No Senado, recentemente, um terceiro projeto, o PL 85/2017, proposto em 31/3/2017 - superveniente ao substitutivo apresentado pelo senador Roberto Requião - causou ainda mais confusão. A diferença entre os textos fez com que o relator na CCJ, senador Roberto Requião, apresentasse um segundo relatório, em 17/4/2017, favorável à aprovação do PL 85/2017 e tornando prejudicado o PL 280/2016. Nesse sentido, a proficiência legislativa nos ofertou três projetos distintos, cada qual abordando de um modo o assunto abuso de autoridade (ainda que sem justificação, como no PL 4850-C de 2016), impedindo que o cidadão, leigo ou não, possa ter alguma noção razoável sobre o que, o porquê, e quais as consequências do que se está a legislar.

De qualquer forma, o projeto agora em tramitação no Senado, ainda que alterando o quadro anterior, continua sob o crivo das reclamações de juízes e de membros do Ministério Público, a propósito de um possível "patrulhamento" de suas atividades. De fato, a proposta em trâmite (esse híbrido dos projetos 85 e 280) continua a colocar Magistratura e Ministério Público na mira de atos que considera abuso de autoridade. Esse temor, entretanto, nem antes nem agora tem fundamento.

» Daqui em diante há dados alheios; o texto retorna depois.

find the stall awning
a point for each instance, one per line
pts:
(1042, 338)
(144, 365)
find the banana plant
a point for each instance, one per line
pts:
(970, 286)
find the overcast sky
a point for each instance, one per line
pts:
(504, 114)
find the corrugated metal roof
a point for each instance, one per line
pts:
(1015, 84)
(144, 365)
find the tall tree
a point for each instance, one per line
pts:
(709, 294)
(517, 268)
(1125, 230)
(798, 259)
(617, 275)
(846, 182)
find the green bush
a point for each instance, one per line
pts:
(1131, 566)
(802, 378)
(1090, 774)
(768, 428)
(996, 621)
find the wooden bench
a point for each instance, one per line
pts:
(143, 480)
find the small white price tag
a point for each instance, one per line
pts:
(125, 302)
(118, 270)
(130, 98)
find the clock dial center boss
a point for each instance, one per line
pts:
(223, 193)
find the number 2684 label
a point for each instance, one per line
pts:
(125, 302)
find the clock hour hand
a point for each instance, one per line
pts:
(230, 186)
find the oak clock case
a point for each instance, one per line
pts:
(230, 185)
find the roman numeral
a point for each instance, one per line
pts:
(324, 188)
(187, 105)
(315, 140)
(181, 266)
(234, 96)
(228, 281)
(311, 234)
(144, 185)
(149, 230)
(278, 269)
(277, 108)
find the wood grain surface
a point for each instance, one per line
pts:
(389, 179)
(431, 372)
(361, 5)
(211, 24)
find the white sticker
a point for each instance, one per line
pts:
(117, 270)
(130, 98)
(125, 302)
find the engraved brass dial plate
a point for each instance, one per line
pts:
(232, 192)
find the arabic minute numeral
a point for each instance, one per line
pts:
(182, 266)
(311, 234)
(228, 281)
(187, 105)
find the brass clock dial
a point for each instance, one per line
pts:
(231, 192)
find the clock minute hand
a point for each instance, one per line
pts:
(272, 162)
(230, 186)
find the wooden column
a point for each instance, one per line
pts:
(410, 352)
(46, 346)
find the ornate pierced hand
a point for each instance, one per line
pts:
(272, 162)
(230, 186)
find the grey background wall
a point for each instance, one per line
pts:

O Poder Legislativo não vai barrar a Lava Jato ou impor penalidades a eventuais práticas cometidas por agentes públicos, políticos ou servidores que incorram nas condutas apresentadas no Projeto de Lei do Senado, pois somente providências de órgãos de investigação, de controle ou julgamento deterá tal poder. O projeto não muda as regras do jogo, conforme conhecemos, e um processo por abuso de autoridade funciona como qualquer outro processo.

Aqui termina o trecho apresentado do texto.